First, it's important not to misunderstand my intention. There really is only
one individual to protect from a practicioneer who is unqualified to practice
and that is the building owner. It doesn't matter the incompetent is an
engineer, architect or some layperson who decides that he or she can by an
engineering in a shrink-wrap.
However, you can't really expect that the software developer or retail outlet
that sells the product is capable of determining the users competency.
Therefore, the only line of protection that the public has is the same as we
have for incompetence who operate manually - the building official.
One problem is that this is a heavy responsiblity to place on the official
and even he is not immune to abuse of his power.

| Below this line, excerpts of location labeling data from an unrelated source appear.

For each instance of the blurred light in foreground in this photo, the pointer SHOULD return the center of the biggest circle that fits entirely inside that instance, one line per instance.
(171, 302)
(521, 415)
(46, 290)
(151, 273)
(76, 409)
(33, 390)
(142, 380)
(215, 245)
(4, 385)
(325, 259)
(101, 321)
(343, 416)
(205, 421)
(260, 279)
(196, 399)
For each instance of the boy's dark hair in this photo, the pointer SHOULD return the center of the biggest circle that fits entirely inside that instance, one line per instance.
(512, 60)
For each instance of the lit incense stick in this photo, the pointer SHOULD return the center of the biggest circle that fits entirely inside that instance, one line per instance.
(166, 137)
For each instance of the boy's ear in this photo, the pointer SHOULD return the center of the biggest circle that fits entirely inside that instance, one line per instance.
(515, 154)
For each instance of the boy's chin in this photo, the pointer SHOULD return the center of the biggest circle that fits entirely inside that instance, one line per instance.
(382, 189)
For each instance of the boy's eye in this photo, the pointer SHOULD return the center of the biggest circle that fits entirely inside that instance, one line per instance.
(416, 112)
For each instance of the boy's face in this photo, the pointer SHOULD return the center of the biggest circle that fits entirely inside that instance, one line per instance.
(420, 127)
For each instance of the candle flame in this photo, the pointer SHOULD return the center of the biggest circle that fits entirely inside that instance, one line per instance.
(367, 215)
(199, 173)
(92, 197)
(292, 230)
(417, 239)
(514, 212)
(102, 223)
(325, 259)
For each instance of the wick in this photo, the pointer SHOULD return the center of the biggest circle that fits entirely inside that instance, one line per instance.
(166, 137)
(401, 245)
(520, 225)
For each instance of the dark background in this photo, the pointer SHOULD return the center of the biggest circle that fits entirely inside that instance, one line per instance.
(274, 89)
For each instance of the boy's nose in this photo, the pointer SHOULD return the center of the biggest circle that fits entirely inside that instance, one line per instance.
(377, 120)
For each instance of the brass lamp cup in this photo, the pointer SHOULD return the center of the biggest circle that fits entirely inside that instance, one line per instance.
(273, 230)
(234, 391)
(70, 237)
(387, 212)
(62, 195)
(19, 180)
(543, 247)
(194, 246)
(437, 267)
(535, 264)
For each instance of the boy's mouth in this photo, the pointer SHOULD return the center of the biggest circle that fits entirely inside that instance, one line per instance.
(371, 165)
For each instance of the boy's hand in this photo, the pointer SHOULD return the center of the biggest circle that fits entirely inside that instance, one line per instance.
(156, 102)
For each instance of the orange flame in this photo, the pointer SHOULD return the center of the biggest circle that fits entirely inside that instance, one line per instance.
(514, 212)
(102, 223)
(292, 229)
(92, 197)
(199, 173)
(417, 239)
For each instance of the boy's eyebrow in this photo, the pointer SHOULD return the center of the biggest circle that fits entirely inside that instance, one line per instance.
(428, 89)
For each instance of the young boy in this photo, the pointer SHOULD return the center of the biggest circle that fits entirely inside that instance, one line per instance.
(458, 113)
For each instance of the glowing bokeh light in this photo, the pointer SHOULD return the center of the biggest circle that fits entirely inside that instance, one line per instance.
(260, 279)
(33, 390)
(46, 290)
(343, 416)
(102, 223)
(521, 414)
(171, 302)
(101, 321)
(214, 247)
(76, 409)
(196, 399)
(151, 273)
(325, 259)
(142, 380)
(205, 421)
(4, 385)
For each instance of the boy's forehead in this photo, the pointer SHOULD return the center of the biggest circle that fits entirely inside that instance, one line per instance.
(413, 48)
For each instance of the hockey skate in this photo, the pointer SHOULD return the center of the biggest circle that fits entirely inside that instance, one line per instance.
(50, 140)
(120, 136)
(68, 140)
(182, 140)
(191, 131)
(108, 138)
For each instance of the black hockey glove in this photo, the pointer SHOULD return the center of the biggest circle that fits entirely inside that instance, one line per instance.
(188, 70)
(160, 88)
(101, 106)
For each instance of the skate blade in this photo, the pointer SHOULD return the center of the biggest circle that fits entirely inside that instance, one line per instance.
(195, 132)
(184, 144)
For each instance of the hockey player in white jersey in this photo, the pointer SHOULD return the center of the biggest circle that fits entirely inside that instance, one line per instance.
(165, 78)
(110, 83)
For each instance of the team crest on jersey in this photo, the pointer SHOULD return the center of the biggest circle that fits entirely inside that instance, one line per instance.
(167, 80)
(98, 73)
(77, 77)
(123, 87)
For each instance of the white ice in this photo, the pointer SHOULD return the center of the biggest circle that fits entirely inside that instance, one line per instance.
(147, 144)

This does not mean that he should ignore the situation, but we have to trust
that when a professional or non-professional does not show a level of
competency in his work, the building offical should be reqired to investigate
and carry it to the state licensing / registration level if needed.
I don't agree that the owner is responsible for who he hires. In the case of
engineers, most homeowners believe that the architect does all the work and
rarely understands when he is told that he has to pay thousands to an
engineer for services he does not understand. Owners also believe that when
the building official places his permit stamp on the drawings, everything is
equal - including quality of construction.
The reason is that the public is simply ignorant of the professional
responsiblities and why not? They may enter into contract with an engineer
only once in their lifetime. Why not trust your contractor or architect who
you may use more than once?
I believe that incompetence should be captured at the plan review stage and
steps should be taken to prevent those who abuse the priviledge from
practicing until they become competent.